To our knowledge there are no prior reports that differentially evaluate the aging effect on short vs. long-range functional connectivity. The higher sensitivity of the long-range FCD, compared to that of the short-range FCD, suggests that long-range connections may be more vulnerable to aging effects than short-range connections. The physiological significance of this is unclear but we speculate that longer fibers may be more vulnerable to degeneration than shorter ones since proteins have to travel longer distances and hence are more vulnerable to energy deficits. While there is no current evidence in the human brain in peripheral neurons the length of the axons has been associated with their vulnerability to degenerative processes as is the case for amyotrophic lateral sclerosis and spastic paraplegias[50]. Also aging has been associated, at least for the case of cholinergic fibers, with a decrease in fiber length[51]. Similarly, postmortem studies have reported decreases in myelinated fiber length with age in the human brain[52] (10% decrease per decade), which is likely to contribute to decreased long-range FCD with aging. However, a limitation on our interpretation for the greater vulnerability of long FCD to aging is the fact that long distance functional connectivity also relies on polysynaptic circuits, which may not necessarily entail longer fibers and since we did not have measures of fiber length (as per diffusion tensor imaging) we can not exclude this as a confound.

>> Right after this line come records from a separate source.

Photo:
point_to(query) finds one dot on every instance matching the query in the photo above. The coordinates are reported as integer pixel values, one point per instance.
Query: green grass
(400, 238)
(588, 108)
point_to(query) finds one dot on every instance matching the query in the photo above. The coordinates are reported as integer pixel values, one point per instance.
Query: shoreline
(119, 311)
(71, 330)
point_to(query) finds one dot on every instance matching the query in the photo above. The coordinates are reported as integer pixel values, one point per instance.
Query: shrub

In this study we also find significant gender differences in FCD. Specifically short- and long-range FCD hubs were stronger in DMN and weaker in somatosensory network for females than for males. This is consistent with previous studies that documented gender effects in functional and anatomical connectivity[19,53]. Higher long-range FCD in DMN in females than males is also in agreement with reports of higher cerebral blood flow and higher baseline glucose metabolism in DMN for females than for males[54,55] and could help explain why female AD-patients show greater cognitive impairments than male patients for the equivalent reductions in regional brain metabolism[56]. However in this study we failed to find significant gender by age interactions suggesting that aging effects on FCD may be similar for males and females.

Limitations

The 1000 functional connectomes database includes limited phenotypic characterization of the individuals. Thus it was not possible to ascertain the functional significance of the aging effects on short- or long-range FCD. More specifically, we were unable to evaluate confounds such as vascular risk, hormonal changes, genetic factors and cognitive aptitude that may be related to network properties. Since vascular risk increases with age we speculate that this could contribute to the age-related changes in long-range FCD and that the later in turn may underlie some of the changes in cognitive performance that occur with aging. However studies are needed to demonstrate this. Nonetheless the consistency of the findings from resting FCD patterns[16] makes it possible to generate standards that can be used in subsequent studies to compare with patient populations. The cross-sectional study design made possible evaluation of aging effects during the lifespan but limits the interpretability of the results. Note that the accelerated evolution of medical imaging technology poses challenges for longitudinal studies of brain function during the lifespan to ensure that the data is comparable as spatial and temporal resolution of the imaging tools change.

Summary

We evaluated aging and gender effects on short- and long-range FCD in 913 healthy subjects. DMN and DAN exhibited age-related decreases that were more pronounced for long-range FCD than for short-range FCD. Age-related increases in FCD were found in somatosensory cortex (in females), limbic regions and thalamus.